Polling /sys/kernel/debug/dri/0/i915_gem_objects
reveals that resident graphics memory climbs incrementally during a conformance test, eventually consuming several GB over the course of minutes/hours. For systems with pressure on CPU memory, the combination of CPU/GPU memory will exceed what is available and trigger an immediate host reset. Instrumenting VulkanCTS execution reveals that some tests leave as much as 1GB of gem objects resident on the system (see mesa/mesa#6896 (closed)).
Forcing the kernel to drop cached gem objects (echo 0x3FF > /sys/kernel/debug/dri/0/i915_gem_drop_caches
) recovers most of the available memory, and prevents system reset.
The tests listed in mesa issue 6896 (see attached csv) were listed with linux 5.18. On 5.16, fewer tests are printed from the cts instrumentation, presumably because gem cache cleanup is more prompt in the older version.

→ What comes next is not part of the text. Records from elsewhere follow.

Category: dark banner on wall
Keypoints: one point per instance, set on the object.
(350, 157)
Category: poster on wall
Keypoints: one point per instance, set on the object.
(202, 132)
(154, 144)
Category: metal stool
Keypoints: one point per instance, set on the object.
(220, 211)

There are several critical issues here:
- Objects cached in in GPU memory should never accumulate to such an extent, over such a long duration. The garbage collection process responsible for this cache is wholly inadequate.
- When a system is under CPU + GPU memory pressure, the result should never be immediate system reset. No warnings of any kind (oom, etc) are printed to dmesg, the system resets directly. We are fortunate to have even found the cause of the reset.
- Apart from improved incremental garbage collection, caches should be dropped as part of the error path when memory is not available for GPU allocation.
- System memory allocated to the GPU is not accounted for in any tool that developers will know of (top, meminfo, etc).